We see the words “certified organic,” and, for some, it’s a total mystery. What does it mean to be certified? Who certifies that it’s organic? Lida Farm’s been certified organic for the last four years, so let me shed a little light.
Last week we had our organic inspection, which is a significant part to the certification process. In the spring I submit all planned inputs to our certification agency from any fertilizers to the brand of bleach we use to clean the sinks (it’s from Fleet Farm, for the record). All inputs have to meet standards set in the 90’s by USDA, so materials need to be non-synthetic. Also seeds need to be certified organic themselves, if available. Our certification agency, OCIA, reviews all these plans and the ingredients to all these inputs lets us know if they meet the USDA standards. Then, when the organic inspector comes, he wants to see evidence that these were the inputs we used and he’s on the lookout for any chemical use on farm.

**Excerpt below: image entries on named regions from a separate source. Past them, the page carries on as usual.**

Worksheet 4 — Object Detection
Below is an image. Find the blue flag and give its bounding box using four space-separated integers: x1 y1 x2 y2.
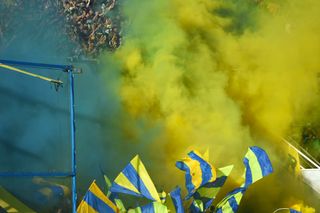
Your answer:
215 146 273 213
110 155 160 202
176 151 216 199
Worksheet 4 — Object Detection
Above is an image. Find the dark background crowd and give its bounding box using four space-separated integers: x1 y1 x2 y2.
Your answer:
63 0 121 56
0 0 122 59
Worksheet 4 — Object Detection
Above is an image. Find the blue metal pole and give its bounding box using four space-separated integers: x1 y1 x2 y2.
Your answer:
69 69 77 213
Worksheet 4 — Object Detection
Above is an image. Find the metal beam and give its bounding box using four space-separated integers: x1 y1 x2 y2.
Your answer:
0 59 72 72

Our inspector this year was a guy named Eli. After a quick walk around the farm to look at the fields, our packing shed where we store crops, and the buffers between us and conventional fields, we spend a few hours sitting at my kitchen table, looking over seed packets, field history records, and the documents I submitted in the spring. Eli has me do an audit of five different crops to see if I can explain the whole chain from seed to sale to a customer – we do five because last year we 228 different varieties. I show in my records when I planted the variety, where on the farm it was planted, which inputs were used on that field, and where and when I sold that crop variety. Four acres seems small until you start tracking every bed in this way…. Anyway, I think we passed.